Superclass distributions
The per-set frequency distributions of labeled images by superclass label vary considerably
Figure: Frequency distribution of images labeled by superclass label. We define a superclass as a broad class name for a collection of component classes. There are seven superclass labels, and between four and 12 class labels depending on the dataset. Hence the empty bars in some of the frequency histograms shown. Computer codes are provided that generate superclass label image sets.
The summed frequency distributions of all labeled images by superclass label are somewhat even, with all seven superclasses represented by between ~1000 and ~1800 images.
Figure: Frequency distribution of all images labeled by superclass label.
Determining class sets
Classes were determined as a result of intercation with the Coast Train expert panel meeting on June 17, 2021. We convened an invited panel consisting of experts on topics concerning coastal imagery, Land-Use Land-cover (LULC) and Machine Learning (ML) experts. The main decisions made as a result of that meeting were:
to create a custom class set or two per image type, using a short list of simple (broad/elemental) classes, with the option to build complexity later (i.e. a hierarchical labeling approach).
to ideally always include 'water' and 'whitewater' as categories.
to define class sets that could be combined into meaningful superclasses.
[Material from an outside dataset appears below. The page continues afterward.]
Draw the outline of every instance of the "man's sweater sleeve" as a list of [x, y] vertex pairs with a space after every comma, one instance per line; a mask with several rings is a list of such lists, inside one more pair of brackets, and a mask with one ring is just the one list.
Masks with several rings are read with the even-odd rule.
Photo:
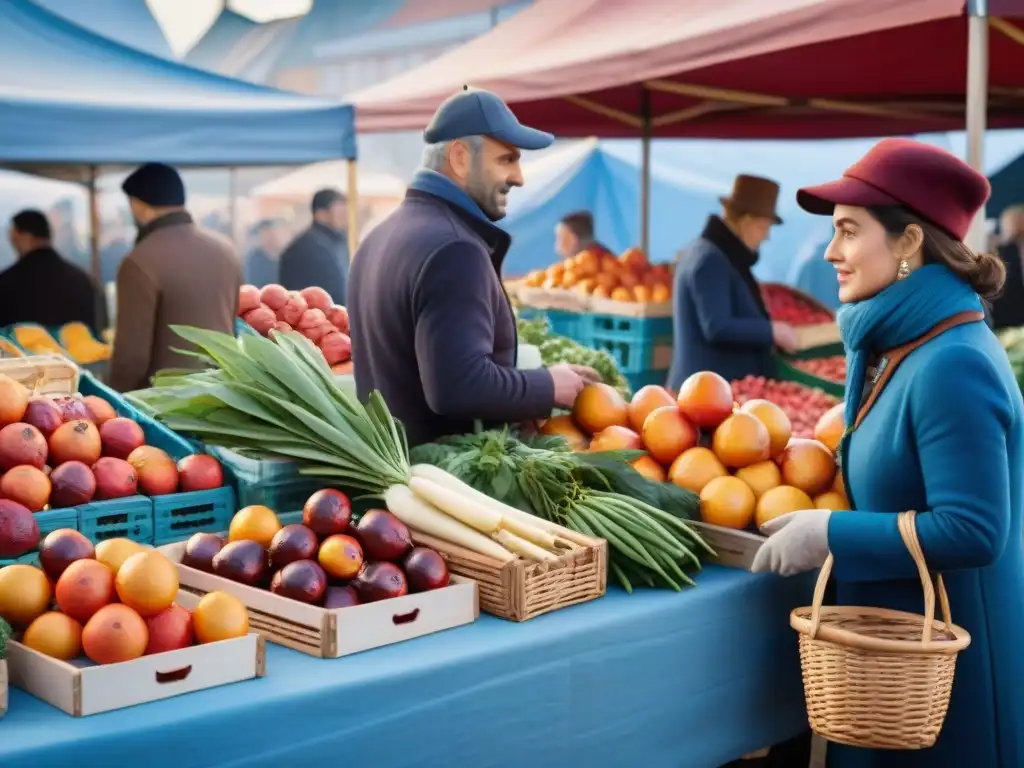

to label only what we are confident about, to maximize true positives in the training data by including relatively simple and unambiguous classes and a probability sink (unknown/uncertain) class.
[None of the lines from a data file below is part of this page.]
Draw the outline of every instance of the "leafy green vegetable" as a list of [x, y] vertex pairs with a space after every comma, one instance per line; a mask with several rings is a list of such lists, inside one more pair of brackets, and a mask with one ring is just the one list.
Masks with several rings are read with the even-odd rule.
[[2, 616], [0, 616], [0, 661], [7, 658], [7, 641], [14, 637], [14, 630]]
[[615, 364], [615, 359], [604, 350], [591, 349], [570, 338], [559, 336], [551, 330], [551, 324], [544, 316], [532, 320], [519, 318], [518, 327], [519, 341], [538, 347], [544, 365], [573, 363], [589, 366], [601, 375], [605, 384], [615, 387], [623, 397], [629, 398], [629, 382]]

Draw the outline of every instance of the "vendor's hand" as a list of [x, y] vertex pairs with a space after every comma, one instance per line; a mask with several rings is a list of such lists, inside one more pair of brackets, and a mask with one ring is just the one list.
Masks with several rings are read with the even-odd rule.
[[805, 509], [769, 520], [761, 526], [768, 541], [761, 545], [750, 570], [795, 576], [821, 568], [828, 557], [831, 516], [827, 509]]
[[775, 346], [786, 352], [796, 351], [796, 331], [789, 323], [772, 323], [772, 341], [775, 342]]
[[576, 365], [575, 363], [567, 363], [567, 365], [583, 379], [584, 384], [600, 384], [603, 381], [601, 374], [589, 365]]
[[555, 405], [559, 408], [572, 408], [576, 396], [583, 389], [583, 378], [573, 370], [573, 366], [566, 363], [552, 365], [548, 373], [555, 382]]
A superclass as a broad class name for a collection of component classes. For some image sets we adopted a suggestion of using an ‘unusual’ class to describe things that are not in the class set but occasionally appear in the scene.
“What coastal science questions/topics could be immediately addressed using the Coast Train dataset?”
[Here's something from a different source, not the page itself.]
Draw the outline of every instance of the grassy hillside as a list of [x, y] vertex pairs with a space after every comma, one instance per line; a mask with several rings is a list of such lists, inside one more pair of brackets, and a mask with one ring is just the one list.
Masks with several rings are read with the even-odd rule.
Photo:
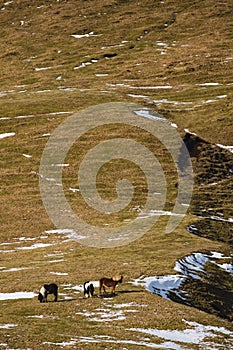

Participants were encouraged to answer this question in light of other known datasets and initiatives like C-CAP. A summary of identified and discussed topics are listed below
- Mudflats and marshes - shoreline change, and changes in bare area. Mangrove expansion into marshes.
- Beaches and dunes - capturing any change such as after storm events and restoration efforts
- Habitat succession, heterogeneity, and complexity
- Ghost forests - saltwater intrusion and dieback
The group collectively agreed that consensus is key in any scientific application: errors must be minimal, therefore categories should be broad. Also, there was a consensus that a basic utility of Coast Train will be to generate gridded info for input or validation for numerical simulations of, for example, flooding, roughness, erodability, or vegetation change.
"What set of classes/labels best collectively serve the identified science questions/topics?"
Numerous class sets were discussed and those suggestions collectively informed the class sets listed on this site for use with specific data sets/types. A number of over-arching recommendations were also made with respect to class set determination, which are summarized in brief below
- Time scale is very important to the science question
- Consequently, feasibility in usage of map-based products for science are focused on imagery temporal and spatial resolution
- Change itself can be a driver in science questions; unexpected categories (presence or absence of classes); unexpected class boundaries
- Higher resolution datasets are important to consider even if working at the moderate resolution
- Detecting storm impacts could be problematic since areas different than from a non-disturbed point in time.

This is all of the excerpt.